As of the 2020 census, Wilder had a population of 3,176. The median age was 39.0 years. 16.5% of residents were under the age of 18 and 17.7% of residents were 65 years of age or older. For every 100 females there were 86.7 males, and for every 100 females age 18 and over there were 84.0 males age 18 and over.

100.0% of residents lived in urban areas, while 0.0% lived in rural areas.

There were 1,483 households in Wilder, of which 19.5% had children under the age of 18 living in them. Of all households, 37.3% were married-couple households, 21.3% were households with a male householder and no spouse or partner present, and 34.9% were households with a female householder and no spouse or partner present. About 36.7% of all households were made up of individuals and 13.8% had someone living alone who was 65 years of age or older.

There were 1,561 housing units, of which 5.0% were vacant. The homeowner vacancy rate was 1.4% and the rental vacancy rate was 3.9%.

Racial composition as of the 2020 census
| Race | Number | Percent |
|---|---|---|
| White | 2,846 | 89.6% |
| Black or African American | 115 | 3.6% |
| American Indian and Alaska Native | 1 | 0.0% |
| Asian | 61 | 1.9% |
| Native Hawaiian and Other Pacific Islander | 0 | 0.0% |
| Some other race | 19 | 0.6% |
| Two or more races | 134 | 4.2% |
| Hispanic or Latino (of any race) | 68 | 2.1% |

===2000 census===
As of the census of 2000, there were 2,624 people, 1,162 households, and 743 families residing in the city. The population density was 707.8 PD/sqmi. There were 1,200 housing units at an average density of 323.7 /sqmi. The racial makeup of the city was 94.51% White, 2.29% African American, 0.11% Native American, 1.56% Asian, 0.53% from other races, and 0.99% from two or more races. Hispanic or Latino of any race were 0.95% of the population.

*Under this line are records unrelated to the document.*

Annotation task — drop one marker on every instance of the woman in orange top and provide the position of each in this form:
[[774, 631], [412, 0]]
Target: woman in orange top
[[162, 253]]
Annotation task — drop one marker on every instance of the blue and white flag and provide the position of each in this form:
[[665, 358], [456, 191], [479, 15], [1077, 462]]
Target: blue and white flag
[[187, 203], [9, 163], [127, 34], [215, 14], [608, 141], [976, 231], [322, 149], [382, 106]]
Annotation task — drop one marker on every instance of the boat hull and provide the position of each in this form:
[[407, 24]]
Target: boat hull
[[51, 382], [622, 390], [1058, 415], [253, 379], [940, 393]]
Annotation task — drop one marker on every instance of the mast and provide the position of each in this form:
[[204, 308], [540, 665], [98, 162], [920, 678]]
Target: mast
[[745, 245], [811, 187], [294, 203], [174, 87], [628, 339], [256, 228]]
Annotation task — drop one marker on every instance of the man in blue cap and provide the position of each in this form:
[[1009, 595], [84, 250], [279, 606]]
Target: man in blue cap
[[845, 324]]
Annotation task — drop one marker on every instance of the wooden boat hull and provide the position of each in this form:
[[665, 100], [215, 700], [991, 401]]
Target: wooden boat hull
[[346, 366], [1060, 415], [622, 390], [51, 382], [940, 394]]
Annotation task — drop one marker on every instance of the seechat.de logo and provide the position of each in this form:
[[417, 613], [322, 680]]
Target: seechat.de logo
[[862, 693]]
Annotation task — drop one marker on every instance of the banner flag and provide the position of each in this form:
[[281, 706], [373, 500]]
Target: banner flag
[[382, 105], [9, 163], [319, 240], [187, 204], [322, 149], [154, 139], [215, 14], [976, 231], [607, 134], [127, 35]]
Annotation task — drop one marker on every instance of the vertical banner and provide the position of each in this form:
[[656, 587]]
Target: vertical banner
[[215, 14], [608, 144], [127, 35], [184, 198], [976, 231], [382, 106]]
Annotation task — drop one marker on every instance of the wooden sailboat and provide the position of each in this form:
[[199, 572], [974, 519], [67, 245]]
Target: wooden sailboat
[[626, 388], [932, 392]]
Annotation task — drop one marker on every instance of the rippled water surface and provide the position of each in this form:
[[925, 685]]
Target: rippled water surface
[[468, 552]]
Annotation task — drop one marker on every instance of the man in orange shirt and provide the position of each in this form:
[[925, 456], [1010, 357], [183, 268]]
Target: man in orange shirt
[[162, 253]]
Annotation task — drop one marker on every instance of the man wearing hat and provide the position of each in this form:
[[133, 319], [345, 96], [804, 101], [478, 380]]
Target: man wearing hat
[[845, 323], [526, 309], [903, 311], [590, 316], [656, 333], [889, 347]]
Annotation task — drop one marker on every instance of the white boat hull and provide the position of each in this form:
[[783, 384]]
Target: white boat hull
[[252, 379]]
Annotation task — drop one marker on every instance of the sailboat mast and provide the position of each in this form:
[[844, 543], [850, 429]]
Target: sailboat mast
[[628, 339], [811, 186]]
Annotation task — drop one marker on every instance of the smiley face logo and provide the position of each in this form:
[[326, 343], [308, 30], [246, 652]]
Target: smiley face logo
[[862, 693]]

There were 1,162 households, out of which 28.1% had children under the age of 18 living with them, 49.5% were married couples living together, 12.4% had a female householder with no husband present, and 36.0% were non-families. 31.2% of all households were made up of individuals, and 7.1% had someone living alone who was 65 years of age or older. The average household size was 2.26 and the average family size was 2.85.

In the city, the population was spread out, with 23.0% under the age of 18, 7.2% from 18 to 24, 35.2% from 25 to 44, 23.3% from 45 to 64, and 11.3% who were 65 years of age or older. The median age was 36 years. For every 100 females, there were 82.3 males. For every 100 females age 18 and over, there were 80.5 males.

The median income for a household in the city was $49,567, and the median income for a family was $65,089. Males had a median income of $42,380 versus $35,230 for females. The per capita income for the city was $27,693. About 5.9% of families and 7.0% of the population were below the poverty line, including 12.7% of those under age 18 and 2.0% of those age 65 or over.